Currently, I am testing every integer element against each other to find which ones match. The arrays do not contain duplicates within their own set. Also, the arrays are not always equal lengths. Are there any tricks to speed this up? I am doing this thousands of times, so it's starting to become a bottle neck in my program, which is in C#.
+5
A:
Use a HashSet
var set = new HashSet<int>(firstArray);
set.IntersectWith(secondArray);
The set now contains only the values that exist in both arrays.
Josh Einstein
2010-04-10 18:51:19
I think you want .Intersect rather than .Union
Hightechrider
2010-04-10 19:01:48
Ahh brain fart! Thanks.
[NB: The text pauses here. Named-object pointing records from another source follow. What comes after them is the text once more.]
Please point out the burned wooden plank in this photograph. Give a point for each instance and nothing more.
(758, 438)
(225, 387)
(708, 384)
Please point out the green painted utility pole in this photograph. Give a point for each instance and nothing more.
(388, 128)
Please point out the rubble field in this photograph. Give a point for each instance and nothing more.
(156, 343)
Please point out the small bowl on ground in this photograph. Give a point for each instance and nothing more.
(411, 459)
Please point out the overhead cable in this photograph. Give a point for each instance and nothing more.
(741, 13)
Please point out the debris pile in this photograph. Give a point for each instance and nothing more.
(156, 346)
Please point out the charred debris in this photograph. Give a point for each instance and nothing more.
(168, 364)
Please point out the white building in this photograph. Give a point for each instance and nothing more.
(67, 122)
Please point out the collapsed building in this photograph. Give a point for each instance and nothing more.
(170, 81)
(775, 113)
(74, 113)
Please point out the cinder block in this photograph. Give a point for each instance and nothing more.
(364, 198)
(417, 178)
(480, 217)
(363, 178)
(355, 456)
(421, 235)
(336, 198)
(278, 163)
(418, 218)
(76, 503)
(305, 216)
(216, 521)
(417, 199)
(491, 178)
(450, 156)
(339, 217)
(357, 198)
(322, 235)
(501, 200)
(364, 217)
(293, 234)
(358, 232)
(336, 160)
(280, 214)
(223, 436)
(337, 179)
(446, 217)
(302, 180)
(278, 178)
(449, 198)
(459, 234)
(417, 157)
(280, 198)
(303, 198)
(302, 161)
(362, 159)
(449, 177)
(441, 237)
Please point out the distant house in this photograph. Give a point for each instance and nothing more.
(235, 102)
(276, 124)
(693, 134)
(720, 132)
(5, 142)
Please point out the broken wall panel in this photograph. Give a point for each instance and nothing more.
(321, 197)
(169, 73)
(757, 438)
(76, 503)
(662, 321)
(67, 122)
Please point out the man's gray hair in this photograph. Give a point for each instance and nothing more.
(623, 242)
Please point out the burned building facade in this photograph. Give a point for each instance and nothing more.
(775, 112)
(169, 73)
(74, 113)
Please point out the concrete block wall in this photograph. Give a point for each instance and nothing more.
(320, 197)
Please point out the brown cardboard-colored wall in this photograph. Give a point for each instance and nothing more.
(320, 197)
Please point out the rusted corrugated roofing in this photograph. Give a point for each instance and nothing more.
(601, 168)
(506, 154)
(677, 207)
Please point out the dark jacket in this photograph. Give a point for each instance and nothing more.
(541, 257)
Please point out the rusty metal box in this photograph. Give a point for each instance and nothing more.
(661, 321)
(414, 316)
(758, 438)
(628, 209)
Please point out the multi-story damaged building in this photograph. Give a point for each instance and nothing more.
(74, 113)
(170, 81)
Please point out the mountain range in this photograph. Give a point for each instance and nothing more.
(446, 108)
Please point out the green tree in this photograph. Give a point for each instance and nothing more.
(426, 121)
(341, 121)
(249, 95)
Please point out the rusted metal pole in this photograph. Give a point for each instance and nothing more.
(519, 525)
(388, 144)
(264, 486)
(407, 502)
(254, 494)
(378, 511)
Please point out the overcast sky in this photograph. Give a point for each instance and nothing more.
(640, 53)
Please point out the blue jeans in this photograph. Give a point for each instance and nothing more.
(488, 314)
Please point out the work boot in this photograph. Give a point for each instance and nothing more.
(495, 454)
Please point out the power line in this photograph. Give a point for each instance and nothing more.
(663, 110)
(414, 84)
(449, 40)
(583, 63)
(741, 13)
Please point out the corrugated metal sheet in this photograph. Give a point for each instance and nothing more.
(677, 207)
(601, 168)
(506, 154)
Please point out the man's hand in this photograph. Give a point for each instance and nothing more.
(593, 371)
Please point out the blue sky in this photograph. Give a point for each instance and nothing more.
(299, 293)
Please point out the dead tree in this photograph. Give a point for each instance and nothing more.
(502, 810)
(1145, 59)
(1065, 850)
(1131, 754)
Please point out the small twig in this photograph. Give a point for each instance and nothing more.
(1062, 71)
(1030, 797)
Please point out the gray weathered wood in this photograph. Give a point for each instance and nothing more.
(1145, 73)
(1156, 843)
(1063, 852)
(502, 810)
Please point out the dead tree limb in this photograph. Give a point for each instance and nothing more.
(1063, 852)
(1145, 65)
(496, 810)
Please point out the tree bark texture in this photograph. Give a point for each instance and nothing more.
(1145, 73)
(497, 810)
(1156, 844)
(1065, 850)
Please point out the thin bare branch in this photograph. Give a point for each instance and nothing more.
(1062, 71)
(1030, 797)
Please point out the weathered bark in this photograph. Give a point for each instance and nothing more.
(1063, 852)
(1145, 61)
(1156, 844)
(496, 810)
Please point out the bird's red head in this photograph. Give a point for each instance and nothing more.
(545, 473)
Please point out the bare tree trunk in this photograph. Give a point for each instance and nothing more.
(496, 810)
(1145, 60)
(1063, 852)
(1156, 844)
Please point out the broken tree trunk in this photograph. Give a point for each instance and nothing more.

I edited it.
Josh Einstein
2010-04-10 19:08:14
Just tried the HashSet with IntersectWith and it's twice as slow compared to iterating over all elements.
John Sheares
2010-04-10 21:13:47
+6
A:
You could use LINQ:
var query = firstArray.Intersect(secondArray);
Or if the arrays are already sorted you could iterate over the two arrays yourself:
int[] a = { 1, 3, 5 };
int[] b = { 2, 3, 4, 5 };
List<int> result = new List<int>();
int ia = 0;
int ib = 0;
while (ia < a.Length && ib < b.Length)
{
if (a[ia] == b[ib])
{
result.Add(a[ia]);
ib++;
ia++;
}
else if (a[ia] < b[ib])
{
ia++;
}
else
{
ib++;
}
}
Mark Byers
2010-04-10 19:00:35
John already stated that the arrays are ordered in comments above.
Robert Jeppesen
2010-04-10 19:16:20
A:
If such a comparison is a bottleneck in your program, you are perhaps using an inappropriate data structure. The simplest way might be to keep your data sorted. Then for finding out the common entries, you would need to traverse both arrays only once. Another option would be to keep the data in a HashSet.